Junior earns prestigious title


Submitted photo

Jalwal poses for a picture with has parents and siblings after becoming an Eagle Scout.

Kyra Bachick, Managing Editor

According to Scouting Magazine, only 4 percent of all Boy Scouts end up becoming an Eagle Scout. It is a task that comes with dedication and hard work, along with holding all of the qualities that are stated in the scout law. 

Junior Aaryman Jalwal was awarded Eagle Scout on Dec. 2, 2020. Jawal has worked for years to become an Eagle Scout. An Eagle Scout is the highest attainable achievement in scouting and it requires at least 21 merit badges. 

“I feel proud to earn this rank in scouting,” Jalwal said. “It takes a lot of hard work, dedication and determination to become an Eagle Scout. I had to work hard to meet the requirements.” 

Jalwal started scouting in 2009 when he was a Cub Scout, then moved up to being a Boy Scout in 2015. He moved to Texas in 2016 and joined Troop 201, where he continued to work toward attaining his badges. 

“It’s been a true joy having Aaryman as part of the troop,” scoutmaster Daniel Garces said. “He always leads by example and his enthusiasm is contagious. It’s been great watching the many friendships he’s established with his fellow scouts over the years.” 

Jalwal and his volunteers pose after completing the community project.

While earning his rank, Jalwal had to present three community projects to his scout counselor and explain why he wanted to complete them. The counselor then chose the best one and Jalwal raised funds and found the best day to bring his volunteer scouts in. The project that Jalwal, along with the counselor, decided on, was a project to fix and build picnic tables around the school courtyard.

“I did this project for the benefit of the school,” Jalwal said. “I had a few scouts working in different areas. Some were working on fixing the frames, some were working on wood, and two people were fixing the other existing tables.”

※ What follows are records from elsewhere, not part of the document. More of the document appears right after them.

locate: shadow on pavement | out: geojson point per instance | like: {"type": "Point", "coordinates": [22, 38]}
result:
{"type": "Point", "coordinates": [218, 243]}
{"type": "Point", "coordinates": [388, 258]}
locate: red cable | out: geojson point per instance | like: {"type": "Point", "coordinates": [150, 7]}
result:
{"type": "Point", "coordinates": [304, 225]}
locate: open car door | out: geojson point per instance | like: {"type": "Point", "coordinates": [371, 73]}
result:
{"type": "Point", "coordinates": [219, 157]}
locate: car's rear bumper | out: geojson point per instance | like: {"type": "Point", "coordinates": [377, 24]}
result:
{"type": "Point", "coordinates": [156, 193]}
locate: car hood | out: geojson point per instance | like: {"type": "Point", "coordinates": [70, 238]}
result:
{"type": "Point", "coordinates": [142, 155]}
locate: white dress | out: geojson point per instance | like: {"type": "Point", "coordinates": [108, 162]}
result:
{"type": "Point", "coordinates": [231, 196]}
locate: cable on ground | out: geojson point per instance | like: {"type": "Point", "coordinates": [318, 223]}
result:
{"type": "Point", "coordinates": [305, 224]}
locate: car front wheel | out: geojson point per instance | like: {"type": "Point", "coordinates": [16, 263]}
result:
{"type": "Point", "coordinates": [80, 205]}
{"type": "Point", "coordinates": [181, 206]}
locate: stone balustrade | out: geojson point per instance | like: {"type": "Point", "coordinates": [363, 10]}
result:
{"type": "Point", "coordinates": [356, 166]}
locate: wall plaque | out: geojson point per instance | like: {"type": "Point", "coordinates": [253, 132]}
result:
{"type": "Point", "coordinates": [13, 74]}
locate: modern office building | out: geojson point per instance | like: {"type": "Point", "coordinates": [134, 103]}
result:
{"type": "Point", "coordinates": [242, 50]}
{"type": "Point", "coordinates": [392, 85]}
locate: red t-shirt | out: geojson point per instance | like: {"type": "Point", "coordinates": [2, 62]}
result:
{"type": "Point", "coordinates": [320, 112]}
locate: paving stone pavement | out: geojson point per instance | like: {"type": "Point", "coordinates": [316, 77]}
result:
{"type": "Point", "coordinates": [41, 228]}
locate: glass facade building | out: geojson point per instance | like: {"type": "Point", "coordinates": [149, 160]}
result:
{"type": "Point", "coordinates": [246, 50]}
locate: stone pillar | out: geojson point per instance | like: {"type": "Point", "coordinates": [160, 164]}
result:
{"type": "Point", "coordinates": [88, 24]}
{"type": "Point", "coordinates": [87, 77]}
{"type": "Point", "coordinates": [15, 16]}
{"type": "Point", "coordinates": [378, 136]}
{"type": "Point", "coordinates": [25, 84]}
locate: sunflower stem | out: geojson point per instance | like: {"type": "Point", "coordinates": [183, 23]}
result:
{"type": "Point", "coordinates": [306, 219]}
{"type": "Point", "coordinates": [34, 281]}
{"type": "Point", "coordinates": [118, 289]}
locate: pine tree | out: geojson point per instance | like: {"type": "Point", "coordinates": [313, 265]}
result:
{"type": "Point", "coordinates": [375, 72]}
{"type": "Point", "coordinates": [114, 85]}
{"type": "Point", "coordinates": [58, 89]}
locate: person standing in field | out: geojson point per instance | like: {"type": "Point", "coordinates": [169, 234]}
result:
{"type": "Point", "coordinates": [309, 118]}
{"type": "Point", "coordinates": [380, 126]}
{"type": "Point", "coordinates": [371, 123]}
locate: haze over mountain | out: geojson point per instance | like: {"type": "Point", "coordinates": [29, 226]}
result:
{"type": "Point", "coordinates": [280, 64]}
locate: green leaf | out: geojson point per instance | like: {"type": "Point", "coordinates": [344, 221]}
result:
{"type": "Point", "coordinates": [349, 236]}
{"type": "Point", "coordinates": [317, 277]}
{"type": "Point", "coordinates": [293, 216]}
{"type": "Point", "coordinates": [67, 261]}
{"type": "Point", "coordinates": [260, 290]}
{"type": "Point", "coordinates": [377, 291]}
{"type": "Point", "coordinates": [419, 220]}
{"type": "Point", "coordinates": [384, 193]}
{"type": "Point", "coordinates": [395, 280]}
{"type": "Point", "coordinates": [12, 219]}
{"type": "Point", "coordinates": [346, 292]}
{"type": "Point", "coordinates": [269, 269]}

After three hours of hard work, the courtyard now has 32 fully functioning tables. This allows for students to have more seating space when they get the chance to study outside or hang out with friends on campus. 

“When the project was completed I presented the whole report to the scout leaders about my project,” Jalwal said. “During the whole project I learned a lot of skills, time management, people management and money management which are very helpful for independent living.” 

Jalwal has learned several life skills from being a part of scouting. Dedication is something that this group views highly, and Jalwal’s work is a prime example of just that. 

“From my steps as a scout I have learned to become a leader and cooperate with others,” Jalwal said. “The scout law is trustworthy, loyal, helpful, courteous, kind, obedient, cheerful, thrifty, clean, brave and reverent. I live it by being kind to others and helping when needed.”

According to Jalwal, he will continue scouting and working with generations of Eagle Scouts to come. 

“I would like to become a mentor and an adult leader in the troop,” Jalwal said. “I want to be a mentor for my younger brother and other younger scouts in order to help them in their scouting journey.”